Seen objectively, these numbers are not at all surprising considering the lack of strong encryption mechanism in the much-touted smart objects. People are excited about having intelligent devices that can lock their houses in their absence, adjust thermostat to a preferred degree, or remind your car to refill gas or a make stop by the grocery store. But it’s scary to think that having a vulnerable IoT device is akin to locking your house with locks that you know can easily be broken.
Billions of IoT devices are being sold and distributed globally with low-end processors that simply are not up to the security standards for today’s highly insecure internet. These devices are built to connect to the internet in order to function, but the internet is a treacherous territory for anything that is not adequately protected. Shodan, the search engine for internet-connected devices is a prime example of the sort of the danger IoT products pose on people’s privacy. Anyone with an internet connection can use Shodan to pry on households, office cubicles or even an infant’s crib through insecure webcams and CCTV cameras.
In essence, the coveted smart devices are actually dumb in matters of privacy and security.
Machine Learning and Cloud Antivirus To the Rescue
Amidst the hopelessness of the present security concerns surrounding IoT landscape, there is one route that IoT manufacturers can take to enhance data safety and privacy. Fortunately, it’s nothing of an out-of-the-box solution that vendors have to go after to embed it to the devices; rather, it’s one of IoTs’ USP that can be used for their own advantage.
IoT products are designed to learn their owners’ preferences and habits so that they can imitate the settings to match user expectations. Machine-learning is an integral part of IoT evolution today and it’s the algorithm that propels devices to help improve efficiency, cut costs and save energy. Because IoT devices generate a lot of data and analyze the information to learn user behavior, the same technique can be employed to make them more watchful against security breaches and block unnecessary traffic.

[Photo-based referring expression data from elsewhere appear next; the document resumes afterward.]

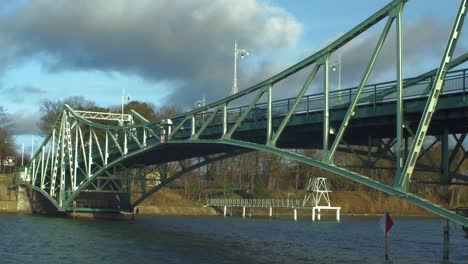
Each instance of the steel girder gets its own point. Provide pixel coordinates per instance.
(80, 155)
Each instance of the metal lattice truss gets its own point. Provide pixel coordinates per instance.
(80, 155)
(317, 189)
(77, 152)
(91, 115)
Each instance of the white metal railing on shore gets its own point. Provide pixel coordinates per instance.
(257, 203)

Granted, machine learning are still in its nascent phase and it has a sizeable vacuum to be filled with research data and innovation. But the existing set of data and analytics is a glimpse of the potential machine learning offers to guard the IoT devices against online threats. Additionally, incorporating human insight to the learning process augments the machine intelligence because humans can make clear distinctions between genuine and malicious data and provide feedback for machines to mimic it during future events. The machine learning process in IoTs can use this input for predictive analysis for similar situations.
Many security vendors who are investing in cloud antivirus are already exploiting the cloud space to secure the IoT platform. They gather information from all endpoints and smart devices connected to a network and aggregate the data to a cloud server to analyze patterns and single out malicious traffic. When a cloud antivirus is being used, it sifts the dubious traffic for further investigation and learn from it. An IoT, in partnership with such a cloud antivirus software, can make use of the learning to normalize and sanitize bad traffic and talk to other connected devices for sharing the knowledge.
Such a cloud-based intelligence in combination with with other endpoint security programs and local network analytical tools can regulate online traffic and block malicious URLs from penetrating the IoT devices.
With the present technology, the only drawback with this strategy is that it tends to identify everything that is out of sync from the network traffic and raise too many false alarms. However, a little human intervention and a push from a well built cloud antivirus program can guide the IoTs’ intelligence in the right direction to ensure efficient virus removal and help them become more self-sufficient in terms of security.